Unidirectional influx of calcium across maternal and fetal sides of the syncytiotrophoblast was investigated in the guinea-pig placenta by using a rapid (less than 30 s) paired-tracer dilution technique. Experiments were performed in an in situ placenta artificially perfused through the umbilical vessels or in an isolated placenta in which both the maternal and fetal circulations were perfused. At equimolar Ca2+ concentrations, unidirectional calcium influx was always significantly lower on the maternal side than on the fetal side. Saturation kinetics were observed: on the fetal side the estimated Km was 1.8 +/- 0.7 mM and Vmax was 1.66 +/- 0.28 mumol/min X g (mean +/- S.E. of mean) and on the maternal side Km ranged from 0.18 to 1.15 mM and Vmax ranged from 0.12 to 0.59 mumol/min X g. When the inhibition of calcium influx was investigated on the fetal side of the trophoblast by using competing cations, the following sequence was observed: Ba2+ greater than Ca2+ congruent to Ni2+ greater than Sr2+ greater than Mg2+ congruent to Li+. Efflux of 45Ca2+ from the trophoblast into the ipsilateral circulation (backflux) was rapid (20-100% in 6 min) and asymmetric since the fetal:maternal ratio was 1.35 +/- 0.11 (mean +/- S.E. of mean) in the presence of 0.1 mM-Ca2+. In the dually perfused placenta, transplacental transfer (6 min) of 45Ca2+ varied over a wide range (0-80%); however, it was similar to that of the extracellular reference tracer, 22Na+, in either maternal-to-fetal or fetal-to-maternal directions.

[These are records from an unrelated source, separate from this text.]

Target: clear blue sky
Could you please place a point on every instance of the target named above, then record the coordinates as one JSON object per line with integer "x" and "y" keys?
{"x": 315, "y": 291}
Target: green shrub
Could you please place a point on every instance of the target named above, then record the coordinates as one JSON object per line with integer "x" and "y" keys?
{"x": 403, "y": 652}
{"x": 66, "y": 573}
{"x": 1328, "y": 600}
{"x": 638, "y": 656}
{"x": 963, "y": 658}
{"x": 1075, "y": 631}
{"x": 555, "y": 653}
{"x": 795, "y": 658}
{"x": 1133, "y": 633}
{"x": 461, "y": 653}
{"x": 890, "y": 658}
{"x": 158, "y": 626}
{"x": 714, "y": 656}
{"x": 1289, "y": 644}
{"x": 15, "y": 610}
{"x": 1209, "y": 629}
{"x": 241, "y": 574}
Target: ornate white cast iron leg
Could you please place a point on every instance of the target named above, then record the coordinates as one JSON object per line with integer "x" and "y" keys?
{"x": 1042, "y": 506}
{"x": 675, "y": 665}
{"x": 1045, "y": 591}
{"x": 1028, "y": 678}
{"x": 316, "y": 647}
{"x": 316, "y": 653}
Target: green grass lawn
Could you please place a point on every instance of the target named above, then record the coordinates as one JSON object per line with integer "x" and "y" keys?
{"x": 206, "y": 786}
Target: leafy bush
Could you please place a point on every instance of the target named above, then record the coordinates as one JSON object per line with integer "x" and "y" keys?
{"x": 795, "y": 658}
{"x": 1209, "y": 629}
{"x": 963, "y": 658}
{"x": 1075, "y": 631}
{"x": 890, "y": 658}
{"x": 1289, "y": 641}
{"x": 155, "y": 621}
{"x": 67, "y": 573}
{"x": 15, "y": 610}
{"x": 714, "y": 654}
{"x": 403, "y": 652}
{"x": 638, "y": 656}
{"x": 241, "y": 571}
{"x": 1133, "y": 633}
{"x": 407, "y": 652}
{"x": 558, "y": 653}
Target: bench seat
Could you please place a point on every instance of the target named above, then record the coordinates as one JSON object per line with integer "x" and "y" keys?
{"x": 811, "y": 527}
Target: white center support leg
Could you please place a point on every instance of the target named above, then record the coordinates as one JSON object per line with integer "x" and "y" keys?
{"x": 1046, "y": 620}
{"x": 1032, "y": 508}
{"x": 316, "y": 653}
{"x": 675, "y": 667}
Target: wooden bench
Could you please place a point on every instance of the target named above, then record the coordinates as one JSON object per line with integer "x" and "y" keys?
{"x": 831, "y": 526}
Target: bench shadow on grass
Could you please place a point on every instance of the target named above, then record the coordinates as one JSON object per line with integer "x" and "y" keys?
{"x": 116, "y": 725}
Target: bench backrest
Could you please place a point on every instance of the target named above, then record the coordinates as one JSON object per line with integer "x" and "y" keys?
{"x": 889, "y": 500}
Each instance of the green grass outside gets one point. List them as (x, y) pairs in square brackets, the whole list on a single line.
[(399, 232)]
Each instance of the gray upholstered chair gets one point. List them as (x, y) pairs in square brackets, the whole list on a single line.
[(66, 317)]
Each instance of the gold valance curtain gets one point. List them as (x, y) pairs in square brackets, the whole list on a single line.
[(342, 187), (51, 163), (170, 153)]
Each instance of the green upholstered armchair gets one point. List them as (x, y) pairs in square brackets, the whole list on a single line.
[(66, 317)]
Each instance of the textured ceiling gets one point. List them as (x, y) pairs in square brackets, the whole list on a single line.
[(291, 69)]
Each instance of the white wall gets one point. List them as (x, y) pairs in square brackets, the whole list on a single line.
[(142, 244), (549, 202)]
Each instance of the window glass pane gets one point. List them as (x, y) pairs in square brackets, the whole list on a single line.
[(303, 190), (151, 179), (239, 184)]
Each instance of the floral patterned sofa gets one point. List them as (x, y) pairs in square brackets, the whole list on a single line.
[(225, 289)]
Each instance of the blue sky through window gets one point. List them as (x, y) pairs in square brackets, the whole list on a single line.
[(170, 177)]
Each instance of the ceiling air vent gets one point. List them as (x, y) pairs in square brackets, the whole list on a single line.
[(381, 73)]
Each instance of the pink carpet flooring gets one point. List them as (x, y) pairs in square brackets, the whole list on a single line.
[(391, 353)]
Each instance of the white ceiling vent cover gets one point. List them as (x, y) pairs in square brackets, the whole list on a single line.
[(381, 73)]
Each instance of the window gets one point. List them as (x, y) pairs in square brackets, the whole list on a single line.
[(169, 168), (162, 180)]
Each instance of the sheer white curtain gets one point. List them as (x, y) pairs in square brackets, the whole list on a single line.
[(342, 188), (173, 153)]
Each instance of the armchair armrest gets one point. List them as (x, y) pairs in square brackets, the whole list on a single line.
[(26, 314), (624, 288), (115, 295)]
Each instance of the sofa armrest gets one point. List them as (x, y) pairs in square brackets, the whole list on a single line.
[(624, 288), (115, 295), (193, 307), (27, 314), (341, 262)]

It is suggested that this is a consequence of the 'leakiness' of the dually perfused placenta since the transplacental transfer of 22Na+ and D-[3H]mannitol (or L-[14C]glucose) measured simultaneously were also variable but similar. Transplacental transfer of 45Ca2+ could not be used to characterize specific calcium-transport mechanisms, whereas highly sensitive trophoblast uptake measurements were provided by the single-circulation, paired-tracer technique. Our findings suggest the presence of a specific carrier-mediated transport system for calcium on both maternal and fetal surfaces of the trophoblast. The asymmetries in unidirectional influx into the trophoblast and rapid backflux indicate a mechanism by which the net transfer of calcium from the maternal to the fetal circulation is maintained in favour of the fetus.